Accumulation. Usually only required for faint specimens.

Zoom. Refer to notes on “Zooming and selecting a Region of Interest”.

7. Click “Live” to commence continuous scanning in preview mode.

Whilst scanning, optimise the gain and offset of the detection and, if necessary, the laser power. You will probably need to adjust the “Z Position” using the dial on the Control Panel. CONTROL PANEL:

For fluorescence: initially set the “Smart Offset” dial on the control panel at 0.0% and adjust the gain.

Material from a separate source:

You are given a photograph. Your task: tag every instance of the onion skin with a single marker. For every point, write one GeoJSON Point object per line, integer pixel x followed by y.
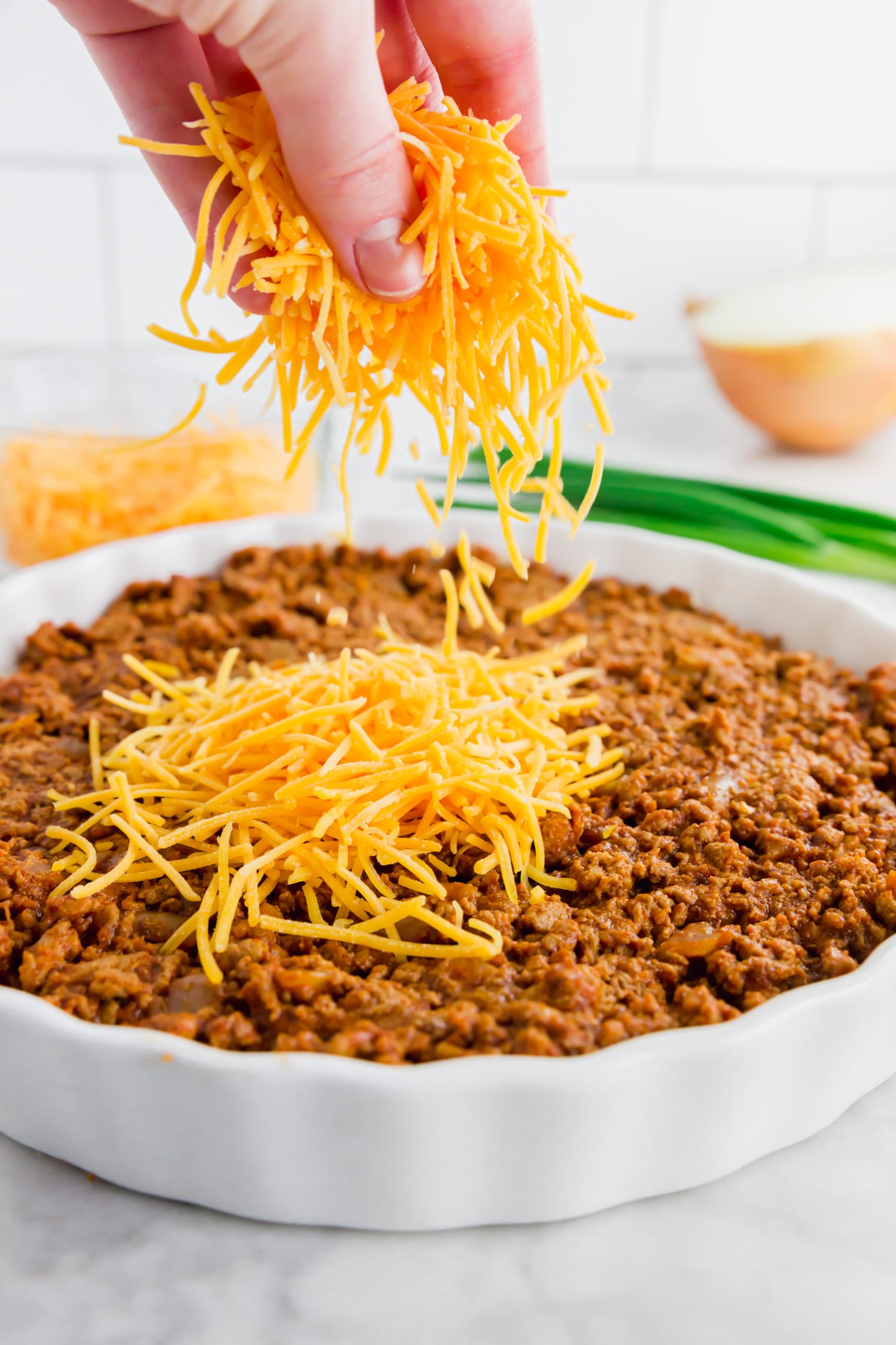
{"type": "Point", "coordinates": [818, 397]}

The gain can be adjusted automatically by clicking on “Auto Gain”. Alternatively, you can set the gain yourself using the “Smart Gain” dial on the control panel. The recommended approach for this is outlined below. The optimal gain setting takes advantage of the full range of 8-bit intensity detection (0 to 256), with very few pixels registering the maximum or minimum values. The best way to set this is to switch the LUT (colour designation Look-Up Table) to “Glow Over Under” (“GlowOU”).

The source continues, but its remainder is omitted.